{: .no_toc }
- TOC {:toc}
Solution
Use ST_ClusterDBSCAN
, which provides very good performance.
SELECT *,
ST_ClusterDBSCAN(geom, 0, 1) OVER() AS clst_id
FROM poly_tbl;
This problem has a similar recommended solution: https://gis.stackexchange.com/questions/265137/postgis-union-geometries-that-intersect-but-keep-their-original-geometries-info
A worked example: https://gis.stackexchange.com/questions/366374/how-to-use-dissolve-a-subset-of-a-postgis-table-based-on-a-value-in-a-column
An alernate solution using recursive CTE and ST_DWithin?: https://stackoverflow.com/questions/27081061/how-to-merge-adjactent-polygons-to-1-polygon-and-keep-min-max-data
Similar problem in R https://gis.stackexchange.com/questions/254519/group-and-union-polygons-that-share-a-border-in-r
Issues
- DBSCAN uses distance. This will also cluster polygons which touch only at a point, not just along an edge. Is there a way to improve this? Allow a different distance metric perhaps - say length of overlap?

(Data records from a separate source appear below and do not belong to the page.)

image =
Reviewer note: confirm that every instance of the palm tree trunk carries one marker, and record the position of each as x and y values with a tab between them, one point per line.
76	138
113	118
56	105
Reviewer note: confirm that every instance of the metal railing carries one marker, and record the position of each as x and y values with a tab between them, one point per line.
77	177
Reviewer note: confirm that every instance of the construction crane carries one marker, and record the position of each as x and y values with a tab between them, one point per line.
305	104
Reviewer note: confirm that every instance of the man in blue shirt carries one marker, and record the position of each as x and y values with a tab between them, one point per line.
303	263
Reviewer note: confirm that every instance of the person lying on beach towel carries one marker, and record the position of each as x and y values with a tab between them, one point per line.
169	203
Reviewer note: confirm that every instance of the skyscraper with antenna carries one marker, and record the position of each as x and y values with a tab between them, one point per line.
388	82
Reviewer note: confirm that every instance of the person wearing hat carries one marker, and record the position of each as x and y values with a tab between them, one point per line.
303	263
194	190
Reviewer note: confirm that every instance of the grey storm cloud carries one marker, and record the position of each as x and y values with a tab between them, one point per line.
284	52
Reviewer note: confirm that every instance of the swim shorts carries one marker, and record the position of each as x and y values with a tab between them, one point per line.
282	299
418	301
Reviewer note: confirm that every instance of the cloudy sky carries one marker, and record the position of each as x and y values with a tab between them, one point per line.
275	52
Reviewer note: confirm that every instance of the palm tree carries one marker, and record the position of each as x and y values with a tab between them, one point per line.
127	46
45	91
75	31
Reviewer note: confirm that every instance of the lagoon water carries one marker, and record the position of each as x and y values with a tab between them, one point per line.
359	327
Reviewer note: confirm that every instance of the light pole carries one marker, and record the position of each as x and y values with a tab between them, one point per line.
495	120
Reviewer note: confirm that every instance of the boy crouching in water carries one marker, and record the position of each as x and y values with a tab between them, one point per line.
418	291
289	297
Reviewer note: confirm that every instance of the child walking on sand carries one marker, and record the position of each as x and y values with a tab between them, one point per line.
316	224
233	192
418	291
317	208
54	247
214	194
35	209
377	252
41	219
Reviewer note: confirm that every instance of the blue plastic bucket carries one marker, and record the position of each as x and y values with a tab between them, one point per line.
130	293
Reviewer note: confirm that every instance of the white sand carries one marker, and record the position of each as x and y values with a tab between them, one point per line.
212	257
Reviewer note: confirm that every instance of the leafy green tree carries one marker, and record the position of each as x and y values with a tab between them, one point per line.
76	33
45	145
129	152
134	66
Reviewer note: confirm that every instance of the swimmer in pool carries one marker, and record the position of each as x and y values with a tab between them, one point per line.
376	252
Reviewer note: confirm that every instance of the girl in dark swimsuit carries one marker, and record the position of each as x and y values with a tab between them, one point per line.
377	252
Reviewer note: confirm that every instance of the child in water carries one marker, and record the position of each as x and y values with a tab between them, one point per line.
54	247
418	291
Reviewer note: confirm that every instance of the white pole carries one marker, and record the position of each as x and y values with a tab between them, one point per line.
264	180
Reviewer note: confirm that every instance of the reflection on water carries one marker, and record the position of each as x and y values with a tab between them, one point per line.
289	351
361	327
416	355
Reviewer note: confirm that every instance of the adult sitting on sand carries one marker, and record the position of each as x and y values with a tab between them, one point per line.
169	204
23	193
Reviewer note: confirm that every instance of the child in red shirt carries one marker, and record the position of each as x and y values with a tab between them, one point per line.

https://gis.stackexchange.com/questions/473030/union-of-multiple-polygons-by-value-that-st-touch
Solutions
The query data
is example data.
Using ST_ClusterDBSCAN
with eps => 0
:
WITH data(fid, class, geom) AS (
SELECT ROW_NUMBER() OVER (),
CASE x WHEN 5 THEN 1 ELSE x END AS class,
ST_Buffer(ST_Point(x, 1.5 * y), 0.6, 2) AS geom
FROM generate_series(1, 10) AS s1(y)
CROSS JOIN generate_series(1, 10) AS s2(x)
),
clust AS (
SELECT ST_ClusterDBSCAN(geom, 0, 2) OVER () AS clustid, fid, class, geom
FROM data WHERE class IN (1, 2, 3)
)
SELECT * FROM clust WHERE clustid IS NOT NULL;
Using ST_ClusterIntersectingWin
:
WITH data(fid, class, geom) AS (
SELECT ROW_NUMBER() OVER (),
CASE x WHEN 5 THEN 1 ELSE x END AS class,
ST_Buffer(ST_Point(x, 1.5 * y), 0.6, 2) AS geom
FROM generate_series(1, 10) AS s1(y)
CROSS JOIN generate_series(1, 10) AS s2(x)
),
datasel AS (
SELECT * FROM data WHERE class IN (1, 2, 3)
),
clust AS (
SELECT ST_ClusterIntersectingWin(geom) OVER () AS clustid, fid, class, geom FROM datasel
),
clustercnt AS (
SELECT clustid, COUNT(*) AS cnt FROM clust GROUP BY clustid
)
SELECT fid, class, geom FROM clust c
JOIN clustercnt cs ON c.clustid = cs.clustid
WHERE cnt > 1;
https://gis.stackexchange.com/questions/94203/grouping-connected-linestrings-in-postgis
Presents a recursive CTE approach, but ultimately recommends using ST_ClusterDBCSAN
or ST_ClusterIntersecting
.
Use ST_ClusterIntersecting
:
SELECT attr, unnest(ST_ClusterIntersecting(geom))
FROM lines
GROUP by attr;
https://gis.stackexchange.com/questions/350339/how-to-create-polygons-of-a-specific-size
More generally: how to group adjacent polygons into sets with similar sum of a given attribute.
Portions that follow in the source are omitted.